Jochen Rollwagen | Mo, 16. Mai 2022 - 16:51

Für die Ukraine geht es nicht um ihre Existenz. Das ist Blödsinn. Die Ukrainer haben sich mit der unfähigen, korrupten Regierung des peinlichen Blödelbarden Zelensky arrangiert und werden das mit jeder Regierung wieder tun. Im Zweifelsfall ist Kiev weit weg und die Ukraine ein großes Land. Die slawische Schlitzohrigkeit hat zwei Weltkriege überlebt. Dagegen ist das Donbass nix. Für den Westen, der weiter ohne Exit-Strategie Milliarden in das schwarze Loch Ukraine pumpt wird es jetzt hingegen langsam wirklich existenz-bedrohend. Die Ukraine ist für Geld das, was ein schwarzes Loch für Materie ist: sie geht rein und verschwindet dann einfach. Weiter so. Das schwarze Loch freut's.

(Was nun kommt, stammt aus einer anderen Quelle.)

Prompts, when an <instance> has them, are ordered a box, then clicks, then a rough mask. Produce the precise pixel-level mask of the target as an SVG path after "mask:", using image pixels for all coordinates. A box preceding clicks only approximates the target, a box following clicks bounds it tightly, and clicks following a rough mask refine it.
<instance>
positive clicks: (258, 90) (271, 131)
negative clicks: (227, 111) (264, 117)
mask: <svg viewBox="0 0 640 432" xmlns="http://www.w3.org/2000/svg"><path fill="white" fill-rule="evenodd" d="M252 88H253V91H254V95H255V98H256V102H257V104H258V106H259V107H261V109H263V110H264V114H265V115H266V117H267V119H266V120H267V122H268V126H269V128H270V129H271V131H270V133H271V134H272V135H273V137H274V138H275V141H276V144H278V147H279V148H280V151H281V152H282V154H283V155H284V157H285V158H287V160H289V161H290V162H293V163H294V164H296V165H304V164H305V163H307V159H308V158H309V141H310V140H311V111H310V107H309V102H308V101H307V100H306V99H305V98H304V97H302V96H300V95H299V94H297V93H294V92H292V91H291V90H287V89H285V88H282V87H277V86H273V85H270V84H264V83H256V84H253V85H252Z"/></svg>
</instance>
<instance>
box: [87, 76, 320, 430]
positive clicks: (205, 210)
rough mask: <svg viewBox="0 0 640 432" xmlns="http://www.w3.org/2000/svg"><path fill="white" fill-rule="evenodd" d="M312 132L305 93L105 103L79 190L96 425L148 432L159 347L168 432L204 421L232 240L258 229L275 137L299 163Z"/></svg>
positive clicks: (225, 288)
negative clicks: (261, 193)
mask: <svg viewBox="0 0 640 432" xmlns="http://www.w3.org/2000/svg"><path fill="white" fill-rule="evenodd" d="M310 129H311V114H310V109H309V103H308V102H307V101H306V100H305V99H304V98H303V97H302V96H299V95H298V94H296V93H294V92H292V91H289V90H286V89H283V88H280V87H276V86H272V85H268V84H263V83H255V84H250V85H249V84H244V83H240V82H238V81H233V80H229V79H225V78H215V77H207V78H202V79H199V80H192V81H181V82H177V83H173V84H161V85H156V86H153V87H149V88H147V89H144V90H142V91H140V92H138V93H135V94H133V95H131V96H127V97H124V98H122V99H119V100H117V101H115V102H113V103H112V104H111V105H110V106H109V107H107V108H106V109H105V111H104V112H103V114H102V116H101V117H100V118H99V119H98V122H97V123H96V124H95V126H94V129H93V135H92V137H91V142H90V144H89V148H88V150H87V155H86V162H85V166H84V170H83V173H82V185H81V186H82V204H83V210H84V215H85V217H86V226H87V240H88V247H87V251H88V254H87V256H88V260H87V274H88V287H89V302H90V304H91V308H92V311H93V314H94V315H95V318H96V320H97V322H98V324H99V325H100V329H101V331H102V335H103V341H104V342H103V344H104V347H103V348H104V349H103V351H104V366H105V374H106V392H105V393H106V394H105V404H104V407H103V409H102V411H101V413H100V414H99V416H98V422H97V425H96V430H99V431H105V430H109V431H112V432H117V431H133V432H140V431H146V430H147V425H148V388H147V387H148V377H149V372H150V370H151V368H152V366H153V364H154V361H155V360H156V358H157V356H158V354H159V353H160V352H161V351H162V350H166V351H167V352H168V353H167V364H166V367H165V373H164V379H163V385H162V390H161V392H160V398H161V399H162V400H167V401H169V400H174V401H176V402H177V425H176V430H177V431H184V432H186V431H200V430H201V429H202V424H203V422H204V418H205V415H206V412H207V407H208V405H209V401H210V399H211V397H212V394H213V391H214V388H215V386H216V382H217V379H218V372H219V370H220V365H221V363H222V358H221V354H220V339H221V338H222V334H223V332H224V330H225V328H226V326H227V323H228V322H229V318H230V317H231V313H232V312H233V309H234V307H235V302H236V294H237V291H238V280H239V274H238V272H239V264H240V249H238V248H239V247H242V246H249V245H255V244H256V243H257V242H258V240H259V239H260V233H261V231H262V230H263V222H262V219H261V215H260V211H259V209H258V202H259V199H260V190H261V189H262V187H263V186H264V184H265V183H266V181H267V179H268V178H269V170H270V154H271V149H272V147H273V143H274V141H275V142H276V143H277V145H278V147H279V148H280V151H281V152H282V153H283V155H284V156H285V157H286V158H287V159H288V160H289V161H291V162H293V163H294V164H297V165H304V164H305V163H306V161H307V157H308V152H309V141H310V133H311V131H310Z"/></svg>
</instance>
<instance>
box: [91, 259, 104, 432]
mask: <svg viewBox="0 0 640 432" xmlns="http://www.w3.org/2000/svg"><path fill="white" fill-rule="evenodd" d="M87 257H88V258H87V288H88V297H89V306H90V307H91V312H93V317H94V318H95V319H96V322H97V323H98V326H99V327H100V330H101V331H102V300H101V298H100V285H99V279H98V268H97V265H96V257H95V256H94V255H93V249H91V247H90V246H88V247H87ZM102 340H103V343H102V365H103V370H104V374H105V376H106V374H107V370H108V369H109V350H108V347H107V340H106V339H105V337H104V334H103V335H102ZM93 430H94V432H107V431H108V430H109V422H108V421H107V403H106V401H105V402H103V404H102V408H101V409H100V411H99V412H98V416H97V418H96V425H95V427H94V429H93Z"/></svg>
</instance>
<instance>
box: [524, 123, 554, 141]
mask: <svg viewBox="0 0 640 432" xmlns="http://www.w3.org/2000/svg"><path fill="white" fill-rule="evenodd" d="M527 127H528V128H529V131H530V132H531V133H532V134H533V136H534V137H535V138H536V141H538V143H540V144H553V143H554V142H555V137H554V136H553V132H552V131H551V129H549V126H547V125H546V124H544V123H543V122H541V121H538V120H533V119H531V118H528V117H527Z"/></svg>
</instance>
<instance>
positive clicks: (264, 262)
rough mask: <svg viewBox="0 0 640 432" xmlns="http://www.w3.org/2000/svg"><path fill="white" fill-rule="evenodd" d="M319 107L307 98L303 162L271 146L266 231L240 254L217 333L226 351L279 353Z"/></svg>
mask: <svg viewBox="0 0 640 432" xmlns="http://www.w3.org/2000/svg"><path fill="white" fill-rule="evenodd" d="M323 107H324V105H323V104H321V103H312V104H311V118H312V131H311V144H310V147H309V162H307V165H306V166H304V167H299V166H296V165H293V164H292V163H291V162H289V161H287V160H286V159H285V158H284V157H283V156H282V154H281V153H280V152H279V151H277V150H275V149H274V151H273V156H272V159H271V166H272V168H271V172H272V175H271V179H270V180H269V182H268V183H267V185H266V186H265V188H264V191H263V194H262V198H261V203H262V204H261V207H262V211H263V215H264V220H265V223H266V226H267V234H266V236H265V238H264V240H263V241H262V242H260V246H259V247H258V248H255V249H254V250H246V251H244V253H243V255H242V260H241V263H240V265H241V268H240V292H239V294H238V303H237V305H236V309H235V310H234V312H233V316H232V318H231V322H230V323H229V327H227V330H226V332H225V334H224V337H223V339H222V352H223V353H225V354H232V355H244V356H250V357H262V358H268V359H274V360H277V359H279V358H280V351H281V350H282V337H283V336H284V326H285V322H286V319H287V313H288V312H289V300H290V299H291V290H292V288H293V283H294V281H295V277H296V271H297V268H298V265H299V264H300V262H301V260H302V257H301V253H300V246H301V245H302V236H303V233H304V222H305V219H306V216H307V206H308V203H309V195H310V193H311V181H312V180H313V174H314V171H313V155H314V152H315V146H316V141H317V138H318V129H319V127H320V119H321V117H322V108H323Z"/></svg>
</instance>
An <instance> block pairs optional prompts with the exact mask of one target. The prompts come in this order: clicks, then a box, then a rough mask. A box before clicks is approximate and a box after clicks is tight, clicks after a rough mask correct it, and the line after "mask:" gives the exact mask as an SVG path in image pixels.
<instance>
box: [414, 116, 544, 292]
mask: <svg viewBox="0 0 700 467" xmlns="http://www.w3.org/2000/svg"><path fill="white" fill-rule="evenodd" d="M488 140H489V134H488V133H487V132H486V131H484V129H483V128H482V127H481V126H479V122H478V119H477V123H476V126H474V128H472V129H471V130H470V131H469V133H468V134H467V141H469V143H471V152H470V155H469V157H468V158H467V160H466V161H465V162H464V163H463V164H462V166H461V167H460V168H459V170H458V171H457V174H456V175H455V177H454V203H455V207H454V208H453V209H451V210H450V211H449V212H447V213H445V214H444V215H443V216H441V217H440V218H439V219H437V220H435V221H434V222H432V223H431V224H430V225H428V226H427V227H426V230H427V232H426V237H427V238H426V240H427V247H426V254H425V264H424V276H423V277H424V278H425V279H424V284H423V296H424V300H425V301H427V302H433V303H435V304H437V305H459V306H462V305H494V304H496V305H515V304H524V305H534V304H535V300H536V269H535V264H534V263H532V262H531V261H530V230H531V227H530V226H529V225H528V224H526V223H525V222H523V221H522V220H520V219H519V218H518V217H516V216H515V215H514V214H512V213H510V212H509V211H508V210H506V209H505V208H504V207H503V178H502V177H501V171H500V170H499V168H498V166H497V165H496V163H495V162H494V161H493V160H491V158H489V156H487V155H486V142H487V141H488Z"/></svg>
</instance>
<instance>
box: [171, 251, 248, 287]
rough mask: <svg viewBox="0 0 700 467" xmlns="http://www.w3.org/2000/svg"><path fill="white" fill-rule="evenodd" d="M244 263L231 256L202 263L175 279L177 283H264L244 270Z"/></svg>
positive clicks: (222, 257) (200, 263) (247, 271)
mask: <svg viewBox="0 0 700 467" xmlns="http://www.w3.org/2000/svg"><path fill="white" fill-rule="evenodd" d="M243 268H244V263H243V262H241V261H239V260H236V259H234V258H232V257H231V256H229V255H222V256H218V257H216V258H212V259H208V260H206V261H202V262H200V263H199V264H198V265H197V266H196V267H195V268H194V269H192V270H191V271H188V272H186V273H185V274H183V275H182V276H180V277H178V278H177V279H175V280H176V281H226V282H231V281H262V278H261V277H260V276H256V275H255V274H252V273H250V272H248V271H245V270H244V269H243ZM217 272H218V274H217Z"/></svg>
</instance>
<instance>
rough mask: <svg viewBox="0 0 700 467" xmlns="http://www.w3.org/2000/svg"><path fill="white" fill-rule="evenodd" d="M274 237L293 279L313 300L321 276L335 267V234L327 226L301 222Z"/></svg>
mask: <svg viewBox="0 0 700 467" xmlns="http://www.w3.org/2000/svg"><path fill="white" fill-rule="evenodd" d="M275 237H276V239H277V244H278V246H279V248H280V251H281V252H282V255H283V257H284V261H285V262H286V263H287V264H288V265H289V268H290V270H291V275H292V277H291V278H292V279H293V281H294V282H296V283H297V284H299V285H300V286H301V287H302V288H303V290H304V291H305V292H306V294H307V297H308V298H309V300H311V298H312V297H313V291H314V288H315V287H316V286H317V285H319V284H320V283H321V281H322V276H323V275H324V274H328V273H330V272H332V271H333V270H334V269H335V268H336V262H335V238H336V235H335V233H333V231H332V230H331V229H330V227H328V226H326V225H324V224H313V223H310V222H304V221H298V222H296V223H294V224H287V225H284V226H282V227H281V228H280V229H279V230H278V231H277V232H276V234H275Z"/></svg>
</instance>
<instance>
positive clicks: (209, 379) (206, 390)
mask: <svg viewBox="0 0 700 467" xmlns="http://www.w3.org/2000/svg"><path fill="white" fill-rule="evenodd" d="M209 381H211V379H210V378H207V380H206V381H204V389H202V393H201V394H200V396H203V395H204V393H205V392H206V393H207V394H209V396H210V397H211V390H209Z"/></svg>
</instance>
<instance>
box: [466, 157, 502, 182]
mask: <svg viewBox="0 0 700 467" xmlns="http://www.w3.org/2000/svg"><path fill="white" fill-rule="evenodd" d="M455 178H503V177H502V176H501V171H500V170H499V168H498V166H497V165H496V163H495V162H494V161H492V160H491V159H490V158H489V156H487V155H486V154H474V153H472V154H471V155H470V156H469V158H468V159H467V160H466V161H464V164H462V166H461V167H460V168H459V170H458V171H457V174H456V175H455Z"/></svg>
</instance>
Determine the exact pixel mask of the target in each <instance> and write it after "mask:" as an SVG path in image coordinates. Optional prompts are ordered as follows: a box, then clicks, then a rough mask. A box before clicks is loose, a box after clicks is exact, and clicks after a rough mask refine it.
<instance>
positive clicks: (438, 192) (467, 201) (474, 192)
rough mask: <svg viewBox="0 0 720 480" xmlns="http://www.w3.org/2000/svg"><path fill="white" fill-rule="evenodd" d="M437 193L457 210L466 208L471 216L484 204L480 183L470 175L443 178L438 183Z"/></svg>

Sabine Lehmann | Mo, 16. Mai 2022 - 21:37

Lieber Herr Gathmann, bleiben Sie dran und berichten Sie weiter über diesen schrecklichen russischen Angriffskrieg. Dieser ist durch nichts zu relativieren oder gar zu rechtfertigen. Das Recht und das Bedürfnis sich mit Hilfe und Solidarität aus dem Ausland verteidigen zu können, um wieder in Frieden und vor allem Freiheit leben zu dürfen, ist nicht verhandelbar. Dass man sich nicht mit Teebeutel und schönen Worten wehren kann, welchen Deppen muss man d a s eigentlich noch erläutern?
Aber Sie sehen, werter Herr Gathmann, Ignoranz und Dummheit sterben nicht aus, dagegen ist kein Kraut gewachsen. Aber wir haben ja Meinungsfreiheit in Deutschland. Das, wofür in der Ukraine jeden Tag gestorben wird. Der Horizont einiger wohlstandsverwahrloster "Sesselpupser" in diesem Forum reicht leider nicht aus um diesen Umstand, und einiges andere, mental zu erfassen. Alles Gute, Herr Gathmann.